Abstract: PO0704
Refractoriness of Hyperkalemia and Hyperphosphatemia in Dialysis-Dependent AKI Associated with COVID-19
Session Information
- COVID-19: AKI and Outcomes
October 22, 2020 | Location: On-Demand
Abstract Time: 10:00 AM - 12:00 PM
Category: Coronavirus (COVID-19)
- 000 Coronavirus (COVID-19)
Authors
- Ramanand, Akanksh, Ochsner Clinical School- The University of Queensland, New Orleans, Louisiana, United States
- Varghese, Vipin, Ochsner Clinical School- The University of Queensland, New Orleans, Louisiana, United States
- Wen, Yuang, Department of Nephrology, Ochsner Health System, New Orleans, Louisiana, United States
- Mohamed, Muner, Department of Nephrology, Ochsner Health System, New Orleans, Louisiana, United States
- Velez, Juan Carlos Q., Ochsner Clinical School- The University of Queensland, New Orleans, Louisiana, United States
Group or Team Name
- Ochsner Nephrology
Background
There have been anecdotal accounts of an unusual incidence of persistent hyperkalemia (hyperK) and hyperphosphatemia (hyperP) in patients with COVID-19 and acute kidney injury (AKI) (CoV-AKI) despite renal replacement therapy (RRT).
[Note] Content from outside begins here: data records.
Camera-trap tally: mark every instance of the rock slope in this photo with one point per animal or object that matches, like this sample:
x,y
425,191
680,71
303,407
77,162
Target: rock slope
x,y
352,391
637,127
However, an observation bias could not be discarded. Thus, we examined the rate and severity of hyperK and hyperP in patients with CoV-AKI actively treated with RRT.
Methods
Among 161 patients with CoV-AKI, we selected those who underwent RRT by sustained low efficiency dialysis (SLED) for ≥2 days (n=64). A database of patients with AKI on SLED who underwent urinary sediment microscopy (Sedi-AKI cohort, 2017-2019, n=60) served as control (non-CoV-AKI). We examined the rate of hyperK [serum potassium (sK) ≥ 5.5 mEq/L], severe hyperK [sK ≥ 6.5 mEq/L], hyperP [serum phosphate (sP) ≥ 4.5 mg/dL], moderate hyperP [sP ≥ 7.0-10.0 mg/dL] and severe hyperP [sP > 10.0 mg/dL] as % SLED-days with an event.
Results
Median age were similar: 60 (39-84) and 58 (22-88) years for CoV-AKI and non-CoV-AKI, respectively. Black race (77% vs. 30%; p<0.0001) and male sex (78% vs. 61%; p=0.04) were more common in CoV-AKI. Ischemic ATI was the presumed cause of AKI in 85% and 82% of the CoV-AKI and non-CoV-AKI, respectively. Along the duration of SLED, the incidence of hyperK was greater in CoV-AKI [mean 19 ± 2% vs. 14 ± 3% SLED-days, p=0.002]. The proportion of patients with ≥1 event of severe hyperK was greater in CoV-AKI [33% vs. 7%, p=0.0004]. The incidence of hyperP were similar between groups [mean 56 ± 4% vs. 53 ± 5% SLED-days, p=0.49]. However, the proportion of patients with ≥1 event of moderate and severe hyperP were greater in CoV-AKI [86% vs. 60% (p=0.001) and 50% vs. 18%, (p=0.0002)]. In CoV-AKI, sK and sP correlated with lactate dehydrogenase (LDH) [R=0.305 (p=0.044) and R=0.307 (p=0.043), respectively] but not with creatine kinase; and hyperP events correlated with shorter SLED runs (hours/run) (R=-0.268, p=0.055).
Conclusion
HyperK and hyperP refractory to RRT (by SLED) were more frequent in CoV-AKI compared to other forms of AKI in the pre-COVID-19 era. Because of the correlation of sK and sP with higher LDH and shorter SLED runs, intracellular ion release from cell injury due to cytokine “storm” and RRT interruptions may play a role.